Les volontaires se trouvent facilement (page 895). Ils déneigent les routes l’hiver, ils montent sérieusement la garde (page 1160). « Il y avait des centaines de projets en route et d’innombrables volontaires pour lui donner un coup de main » (page 1174).
A noter qu’il n’y a pratiquement pas d’opposants, et que les quelques récalcitrants sont mis au pas ou rejoignent le camp adverse. Mais combien de temps cela durera-t-il?
Ainsi va, cahin-caha, en balbutiant, la fragile démocratie de Boulder…

3.L’ADVERSAIRE DIONYSIAQUE OU LA DICTATURE.

Le dessein de Randall FLAGG, l’homme Noir, « homme heureux dans la haine » (page 180), est de réunir « autour de lui une armée (…) qui allait balayer tout l’ouest du pays, réduire en esclavage tous les survivants, d’abord en Amérique, puis dans le reste du monde » (page 558).
3.1. Ses forces humaines.

Son pouvoir s’appuie essentiellement sur des délinquants choisis, des exclus, des aigris, des esprits négatifs et des techniciens.
– des délinquants.
Il a ses hommes à lui, hommes de main, assassins, qu’il fascine. Un prisonnier qu’il vient libérer sentait « une sorte d’extase religieuse. Un immense plaisir. Le plaisir d’avoir été choisi, élu » (page 365).
Le style d’une séance de recrutement? A un prisonnier, futur condamné à mort: « Tu voudrais te venger des types qui t’ont laissé moisir ici, pas vrai?…Pas seulement ceux-là d’ailleurs, mais tous ceux qui pourraient être capables de faire une chose pareille?(…). Pour ces gens-là, un homme comme toi est une ordure. Parce qu’ils ont le pouvoir. Pour eux, un type comme toi n’a pas le droit de vivre » (page 364).
– des exclus.
« Il y avait toute une armée d’exclus de l’autre côté des montagnes. Et lorsque suffisamment d’exclus se réunissent au même endroit, une osmose mystique se produit et vous devenez membre du groupe. Du groupe où il fait chaud. Ce n’est qu’une petite chose, d’être à l’intérieur d’un groupe où il fait chaud, mais en réalité c’est une très grande chose.

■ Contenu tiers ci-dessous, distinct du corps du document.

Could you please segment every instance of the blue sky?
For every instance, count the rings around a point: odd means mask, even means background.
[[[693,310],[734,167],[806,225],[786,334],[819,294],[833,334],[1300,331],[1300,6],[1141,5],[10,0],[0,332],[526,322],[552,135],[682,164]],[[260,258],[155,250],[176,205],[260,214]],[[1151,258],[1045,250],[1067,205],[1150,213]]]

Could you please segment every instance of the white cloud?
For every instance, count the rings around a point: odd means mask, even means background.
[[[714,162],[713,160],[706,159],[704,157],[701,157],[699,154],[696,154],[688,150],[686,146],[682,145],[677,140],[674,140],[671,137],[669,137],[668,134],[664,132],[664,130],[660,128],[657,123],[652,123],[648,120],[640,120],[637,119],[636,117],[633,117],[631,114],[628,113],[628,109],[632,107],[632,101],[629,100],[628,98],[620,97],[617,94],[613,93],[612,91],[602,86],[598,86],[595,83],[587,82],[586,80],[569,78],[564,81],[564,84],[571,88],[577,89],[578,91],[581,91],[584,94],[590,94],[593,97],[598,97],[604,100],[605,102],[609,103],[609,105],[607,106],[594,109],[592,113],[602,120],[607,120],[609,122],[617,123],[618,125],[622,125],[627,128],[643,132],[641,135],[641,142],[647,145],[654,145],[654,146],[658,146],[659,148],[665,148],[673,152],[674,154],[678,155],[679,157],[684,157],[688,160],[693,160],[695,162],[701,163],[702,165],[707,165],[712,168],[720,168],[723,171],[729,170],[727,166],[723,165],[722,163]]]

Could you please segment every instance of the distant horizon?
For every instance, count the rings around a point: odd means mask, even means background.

Peut-être la plus importante au monde » (page 938).
« Je suis comme cette bestiole », pense un rejeté pyromane, objet de la raillerie et des vexations de son entourage; et il se demande: « Quel était ce monde où Dieu vous laissait tomber dans un sale merdier comme une bestiole dans une flaque (…) et vous laissait là vous débattre pendant des heures, peut-être pendant des jours… ou même, dans son cas, pendant des années. Un monde qui méritait bien de brûler » (page 289). Quand le pyromane arrive dans le fief de Randall, il est bien accueilli: « Aussi loin qu’il pouvait se souvenir, c’était la première fois de sa vie que quelqu’un lui tendait la main. Il était arrivé. Il était accepté. Enfin il n’était plus rejeté comme il l’avait toujours été » (page 604).
– des aigris.
On connaissait bien Flagg chez « les révolutionnaires professionnels et ceux qui ont si bien appris la haine que la haine déforme leur visage (…), que personne ne veut d’eux si ce n’est leurs semblables, qui les accueillent dans des chambres minables et décorées de slogans et de posters, dans des sous-sols où l’on serre des bouts de tuyaux dans des étaux aux mors rembourrés pour les remplir d’explosifs » (page 181).
Flagg dispose de réseaux clandestins, qui lui procurent les faux-papiers, les voitures volées, l’argent dont il peut avoir besoin. « Quand il arrivait au beau milieu d’une réunion, les bavardages hystériques cessaient tout à coup – les commérages, les récriminations, les accusations, la rhétorique idéologique » (page 181). Il les regardait, « le visage flamboyant » (page 266), et quand la conversation reprenait, « elle était désormais rationnelle et disciplinée – mais rationnelle et disciplinée comme le pouvaient les fous. Et c’est alors qu’on décidait les choses » (page 181).
– des réfléchis négatifs.
Comme ce stirnerien16, qui écrit dans son journal: « On dit que les deux grands péchés de l’homme sont l’orgueil et la haine (…). Je préfère y voir les deux grandes vertus de l’homme. Renoncer à l’orgueil et la haine, c’est dire que vous voulez changer pour le bien d’autrui. Les cultiver, leur donner libre cours, est cent fois plus noble, car c’est dire que le monde doit changer pour votre bien à vous » (page 882).
– des techniciens.
« La plupart des techniciens vont se retrouver dans son camp (…). Les techniciens aiment travailler dans une atmosphère très disciplinée, avec des buts bien précis » (…). Car si, à Boulder, c’est la confusion, dans le camp de Flagg, « tout le monde marche au pas de l’oie ». « Les techniciens sont des hommes comme les autres, ils vont aller là où ils se sentiront chez eux. Notre adversaire veut qu’ils soient aussi nombreux que possible » (page 647).
Des hommes capables de s’occuper des silos de missiles, des tanks, des hélicoptères, des bombardiers…
– des soumis.
« La plupart des gens étaient gentils, pas tellement différents de ceux de Boulder » (…), mais « parfois d’étranges silences s’installaient parmi eux (…). Ils obéissaient aux ordres sans poser de questions » (page 1018).
Ce qui frappe dans ce recensement, c’est la diversité des motivations. Ceux qui se sont rassemblés autour de Flagg n’ont pas les mêmes perspectives. S’ils restent obéissants et, en apparence, unis, la raison en est la terreur que Flagg leur inspire.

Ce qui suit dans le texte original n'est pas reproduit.